同じような事例として、鱈の白子があります。やっぱりリッチで濃厚系な味ですが...

それが、天ぷらにしたり、ガーリックバターソテーにして、濃厚すぎる味を、さらに濃厚なフレイバーで覆うと、それなりにしっかりした美味しさに転じてしまう、あぶらの味の力。これと同じような効果を豆鼓ソースが演出してくれているのです。

果たして、十分に火の入った蟹味噌は豆鼓ソースとのバッティングで、とても美味しくいただけました。リッチな味わいを好む一般の人の味覚にそぐうかは疑問ですが、同じ様な味覚をお持ちの方には、喜びの幅を広げてもらえるきっかけになるのではないかとおもってのエントリです。

もちろん、この調理によって広がる蟹の身の甘みと旨みの深さ、ビールをあおった時の気持ち良さは言うまでもありません。

特に中華系調理のスキルor食経験のある方には、改めて実践をオススメできるお料理です。

2012/05/10

いちごにシェリービネガーをかけた

去年、食+旅チャンネルでみたパイナップル+モラセスを実作した際、積み残したままだったいちご+シェリービネガーも、この春、ようやくチャレンジJOYできました。やっぱりスペイン人の味覚は正しすぎ!これも鉄板の取り合わせでした。


パイナップルの時のエントリにも書きましたが、この実作にあたってお友達の菓子職人さんと味の作り方について軽くディスカッションしました。それは砂糖の使い方なのですが、彼女の示してくれた方向性は「グラニュー糖で、いちごの甘みを軽く補う」行き方。

実際にやってみると、たぶんこれは正解です。すっきりといちごの香りが活きて、その上でビネガーの香りが吹き抜けて、後味も切れる。オススメです。

でも、僕自身は相当に甘みの感覚が振り切れていて、べったべたに甘い味が、美味しいというよりむしろ気持ちよく感じる体躯になってしまっているので、結局、砂糖の風味がガッツリ押してくるカソナードをたっぷりと振りかける行き方に振り戻ってしまいました。でも、決して一般の人にお勧めできるものではありません。

さて、こんないちごを食べたい場面はやっぱり夕食の後。

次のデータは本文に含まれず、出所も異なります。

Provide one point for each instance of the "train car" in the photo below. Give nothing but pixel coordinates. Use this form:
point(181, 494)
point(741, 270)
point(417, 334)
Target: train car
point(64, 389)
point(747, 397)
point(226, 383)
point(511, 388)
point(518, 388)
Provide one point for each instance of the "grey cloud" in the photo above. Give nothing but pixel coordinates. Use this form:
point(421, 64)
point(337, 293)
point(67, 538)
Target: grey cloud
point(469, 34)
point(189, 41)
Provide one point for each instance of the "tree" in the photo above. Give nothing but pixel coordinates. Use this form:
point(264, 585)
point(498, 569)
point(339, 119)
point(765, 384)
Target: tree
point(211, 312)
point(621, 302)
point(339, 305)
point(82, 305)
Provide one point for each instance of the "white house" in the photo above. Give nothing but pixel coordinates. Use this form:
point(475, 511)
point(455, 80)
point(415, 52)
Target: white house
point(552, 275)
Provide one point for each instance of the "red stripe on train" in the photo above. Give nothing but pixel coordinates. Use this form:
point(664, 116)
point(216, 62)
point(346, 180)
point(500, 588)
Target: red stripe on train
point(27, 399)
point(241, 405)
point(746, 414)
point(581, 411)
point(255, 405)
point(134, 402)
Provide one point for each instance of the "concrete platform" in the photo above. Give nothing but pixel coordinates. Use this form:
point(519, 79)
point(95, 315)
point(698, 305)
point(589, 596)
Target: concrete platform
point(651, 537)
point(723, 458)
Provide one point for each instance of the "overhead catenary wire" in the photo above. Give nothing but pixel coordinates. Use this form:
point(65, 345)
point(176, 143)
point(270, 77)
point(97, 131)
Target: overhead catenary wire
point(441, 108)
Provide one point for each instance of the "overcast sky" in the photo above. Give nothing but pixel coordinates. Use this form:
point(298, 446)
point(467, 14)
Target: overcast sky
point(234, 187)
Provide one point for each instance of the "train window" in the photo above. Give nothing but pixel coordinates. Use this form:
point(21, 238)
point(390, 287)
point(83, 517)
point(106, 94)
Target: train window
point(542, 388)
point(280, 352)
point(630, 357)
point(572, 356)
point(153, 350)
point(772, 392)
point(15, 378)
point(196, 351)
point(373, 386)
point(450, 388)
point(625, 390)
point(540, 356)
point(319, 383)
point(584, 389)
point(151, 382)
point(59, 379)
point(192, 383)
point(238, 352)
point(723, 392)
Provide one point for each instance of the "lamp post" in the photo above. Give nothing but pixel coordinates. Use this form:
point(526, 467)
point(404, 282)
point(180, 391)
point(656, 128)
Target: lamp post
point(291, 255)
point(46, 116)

たまたま家にあった、甘めのシェリーを合わせてみたりしたのですが、自分はどうしてもいちごを甘めにしてしまう分、シェリーはティオペペみたいな食前向きっぽいドライ系と一緒の方がよかったみたいです。となると、いちごの甘みを抑えると、食後向けのシェリーとの相性がもっと引き立ったのかしら?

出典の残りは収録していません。